OCR Quality — What Affects Accuracy

Scan resolution

300dpi (dots per inch) is the minimum for reliable OCR. 400dpi improves accuracy for small or condensed fonts. Scanning at 200dpi produces images that look fine to the eye but have noticeably lower OCR accuracy. All modern document scanners default to 300dpi — confirm your scanner settings aren't set lower for file size reasons.

Document condition

Faded ink, creased paper, and low-contrast originals all reduce OCR accuracy. A heavily worn job card from a noisy production environment will OCR less accurately than a clean printed invoice. For important documents with poor condition, check OCR output quality and consider manual verification of key fields.

Font type

Standard printed fonts (Arial, Times New Roman, Helvetica) achieve near-100% OCR accuracy. Decorative or script fonts reduce accuracy. Handwriting is a separate category — modern AI-based handwriting recognition (ICR) achieves 70–85% accuracy on clear handwriting, lower for difficult scripts.

Searchable PDF vs Plain Text Output

Searchable PDF (also called PDF/A or image+text PDF): The scanned image is preserved exactly as it appears, with a hidden text layer added for search. This is the standard output for business document scanning — the document looks identical to the original, but is fully searchable. File size is larger than image-only PDF but manageable (a typical A4 page at 300dpi is 50–150KB as searchable PDF).

Plain text or Word output: OCR extracts only the text, discarding the original image. Useful for data extraction workflows where you want to process the text content programmatically — but loses all formatting, tables, signatures, and stamps. Not appropriate for archival scanning where the appearance of the original matters.

When OCR Won't Help

OCR is powerful but not universal. Situations where it provides limited benefit:

Handwritten documents: Handwriting recognition accuracy is lower than printed text, particularly for difficult handwriting. For hand-completed forms, barcode-driven metadata is more reliable than relying on OCR to read handwritten field values.
Complex form layouts: OCR reads text sequentially and may struggle with multi-column forms, overlapping elements, or rotated text.
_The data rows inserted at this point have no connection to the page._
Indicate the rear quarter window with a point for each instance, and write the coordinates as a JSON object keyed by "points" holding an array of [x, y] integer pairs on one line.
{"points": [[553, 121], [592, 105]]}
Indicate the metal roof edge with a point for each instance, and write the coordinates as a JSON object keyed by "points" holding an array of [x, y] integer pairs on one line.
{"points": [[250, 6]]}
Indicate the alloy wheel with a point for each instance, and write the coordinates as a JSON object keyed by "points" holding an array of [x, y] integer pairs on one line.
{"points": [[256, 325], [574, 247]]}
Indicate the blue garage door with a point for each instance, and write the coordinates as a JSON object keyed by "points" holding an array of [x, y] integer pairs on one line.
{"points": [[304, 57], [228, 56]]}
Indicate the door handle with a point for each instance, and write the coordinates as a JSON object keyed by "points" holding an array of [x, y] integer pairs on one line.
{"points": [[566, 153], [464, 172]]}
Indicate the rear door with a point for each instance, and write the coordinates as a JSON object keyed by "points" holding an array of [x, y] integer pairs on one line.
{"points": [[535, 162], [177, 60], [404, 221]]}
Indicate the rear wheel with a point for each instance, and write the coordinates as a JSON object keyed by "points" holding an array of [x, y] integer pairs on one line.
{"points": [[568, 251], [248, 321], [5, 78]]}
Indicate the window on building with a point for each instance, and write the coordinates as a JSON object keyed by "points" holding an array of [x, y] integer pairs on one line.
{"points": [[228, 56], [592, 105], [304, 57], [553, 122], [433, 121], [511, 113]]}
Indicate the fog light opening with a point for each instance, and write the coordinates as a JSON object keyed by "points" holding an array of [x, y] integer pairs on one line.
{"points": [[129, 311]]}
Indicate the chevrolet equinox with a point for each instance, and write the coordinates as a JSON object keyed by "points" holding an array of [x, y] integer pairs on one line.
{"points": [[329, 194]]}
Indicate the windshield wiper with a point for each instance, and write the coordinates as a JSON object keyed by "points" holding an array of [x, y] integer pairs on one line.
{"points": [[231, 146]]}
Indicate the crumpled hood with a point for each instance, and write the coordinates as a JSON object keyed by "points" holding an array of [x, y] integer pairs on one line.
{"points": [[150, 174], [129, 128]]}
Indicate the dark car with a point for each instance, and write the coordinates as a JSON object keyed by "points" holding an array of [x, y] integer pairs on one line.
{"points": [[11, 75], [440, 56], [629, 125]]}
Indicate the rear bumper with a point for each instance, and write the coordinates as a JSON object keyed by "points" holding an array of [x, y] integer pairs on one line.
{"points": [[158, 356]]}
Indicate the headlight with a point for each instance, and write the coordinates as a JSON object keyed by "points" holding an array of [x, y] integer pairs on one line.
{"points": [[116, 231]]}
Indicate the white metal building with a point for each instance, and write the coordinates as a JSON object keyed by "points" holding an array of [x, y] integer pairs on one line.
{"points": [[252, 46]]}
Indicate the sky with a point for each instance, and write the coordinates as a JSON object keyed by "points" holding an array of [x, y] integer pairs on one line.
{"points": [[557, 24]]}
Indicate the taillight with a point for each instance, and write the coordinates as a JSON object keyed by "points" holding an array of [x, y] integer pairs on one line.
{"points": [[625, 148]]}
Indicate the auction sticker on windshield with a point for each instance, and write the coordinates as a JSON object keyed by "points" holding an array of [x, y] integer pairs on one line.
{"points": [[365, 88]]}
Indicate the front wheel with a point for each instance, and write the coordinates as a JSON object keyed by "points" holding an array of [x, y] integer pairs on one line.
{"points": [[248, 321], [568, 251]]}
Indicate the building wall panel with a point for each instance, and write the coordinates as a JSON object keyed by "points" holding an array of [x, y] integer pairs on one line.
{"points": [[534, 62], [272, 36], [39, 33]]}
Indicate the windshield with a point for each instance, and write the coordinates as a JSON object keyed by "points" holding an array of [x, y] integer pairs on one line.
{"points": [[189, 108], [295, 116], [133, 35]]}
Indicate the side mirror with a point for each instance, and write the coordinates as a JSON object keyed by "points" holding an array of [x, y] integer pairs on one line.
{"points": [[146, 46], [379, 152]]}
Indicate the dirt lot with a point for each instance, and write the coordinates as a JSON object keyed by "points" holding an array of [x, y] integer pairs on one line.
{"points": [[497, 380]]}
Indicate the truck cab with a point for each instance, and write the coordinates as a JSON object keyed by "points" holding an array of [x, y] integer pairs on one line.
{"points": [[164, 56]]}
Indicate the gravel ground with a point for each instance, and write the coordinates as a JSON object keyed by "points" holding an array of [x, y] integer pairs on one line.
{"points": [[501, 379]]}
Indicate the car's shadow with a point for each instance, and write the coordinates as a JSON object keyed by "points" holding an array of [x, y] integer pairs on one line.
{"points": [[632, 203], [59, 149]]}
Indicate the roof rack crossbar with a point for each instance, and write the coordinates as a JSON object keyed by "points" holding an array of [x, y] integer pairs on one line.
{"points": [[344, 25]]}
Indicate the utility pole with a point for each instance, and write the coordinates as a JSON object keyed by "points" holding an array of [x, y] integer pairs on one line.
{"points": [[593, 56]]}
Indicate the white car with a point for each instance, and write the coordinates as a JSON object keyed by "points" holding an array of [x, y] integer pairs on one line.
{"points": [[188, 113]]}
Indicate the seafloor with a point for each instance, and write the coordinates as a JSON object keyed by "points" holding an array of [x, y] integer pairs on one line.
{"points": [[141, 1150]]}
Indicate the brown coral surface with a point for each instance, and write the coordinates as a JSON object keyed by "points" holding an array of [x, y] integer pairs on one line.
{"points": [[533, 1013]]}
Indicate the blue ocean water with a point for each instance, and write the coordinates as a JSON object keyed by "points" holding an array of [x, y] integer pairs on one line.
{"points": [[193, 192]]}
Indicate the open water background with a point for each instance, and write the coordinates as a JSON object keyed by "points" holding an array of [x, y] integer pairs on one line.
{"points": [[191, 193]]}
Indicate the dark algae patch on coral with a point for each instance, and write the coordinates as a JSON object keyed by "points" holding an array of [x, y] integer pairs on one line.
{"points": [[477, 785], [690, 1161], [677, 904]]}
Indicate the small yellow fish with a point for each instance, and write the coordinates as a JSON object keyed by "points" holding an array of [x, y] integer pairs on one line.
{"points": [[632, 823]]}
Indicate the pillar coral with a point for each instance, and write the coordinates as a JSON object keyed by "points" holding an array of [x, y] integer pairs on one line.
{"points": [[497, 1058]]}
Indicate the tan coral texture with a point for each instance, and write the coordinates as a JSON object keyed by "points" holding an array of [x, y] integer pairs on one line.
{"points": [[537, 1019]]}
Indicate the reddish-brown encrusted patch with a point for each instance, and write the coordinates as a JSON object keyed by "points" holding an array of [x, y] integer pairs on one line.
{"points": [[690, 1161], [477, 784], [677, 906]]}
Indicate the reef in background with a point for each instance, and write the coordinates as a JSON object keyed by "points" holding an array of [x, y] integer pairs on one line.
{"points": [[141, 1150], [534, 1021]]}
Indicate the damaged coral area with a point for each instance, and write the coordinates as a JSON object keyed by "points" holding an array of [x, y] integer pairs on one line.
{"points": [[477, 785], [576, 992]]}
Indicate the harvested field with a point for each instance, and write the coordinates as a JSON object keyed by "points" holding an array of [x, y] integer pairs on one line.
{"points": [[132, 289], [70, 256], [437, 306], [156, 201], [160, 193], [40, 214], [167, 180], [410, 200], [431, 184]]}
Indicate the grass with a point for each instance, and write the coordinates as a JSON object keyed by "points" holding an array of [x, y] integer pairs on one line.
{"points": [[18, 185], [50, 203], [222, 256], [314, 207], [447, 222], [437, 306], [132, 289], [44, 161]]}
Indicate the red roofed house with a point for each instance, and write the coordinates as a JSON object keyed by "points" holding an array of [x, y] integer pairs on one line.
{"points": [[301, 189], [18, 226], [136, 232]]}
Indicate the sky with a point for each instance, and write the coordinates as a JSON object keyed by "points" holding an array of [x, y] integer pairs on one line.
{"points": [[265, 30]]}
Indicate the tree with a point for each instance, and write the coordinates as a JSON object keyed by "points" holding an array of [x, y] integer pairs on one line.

Specialist forms-processing software handles these better.
Very poor quality originals: Documents that are heavily degraded, water damaged, or printed on low-quality paper may produce OCR output that's worse than no OCR at all.

For these cases, robust metadata entry at the point of scan — using barcode recognition or prompted metadata fields on the scanner touchscreen — provides more reliable findability than OCR search.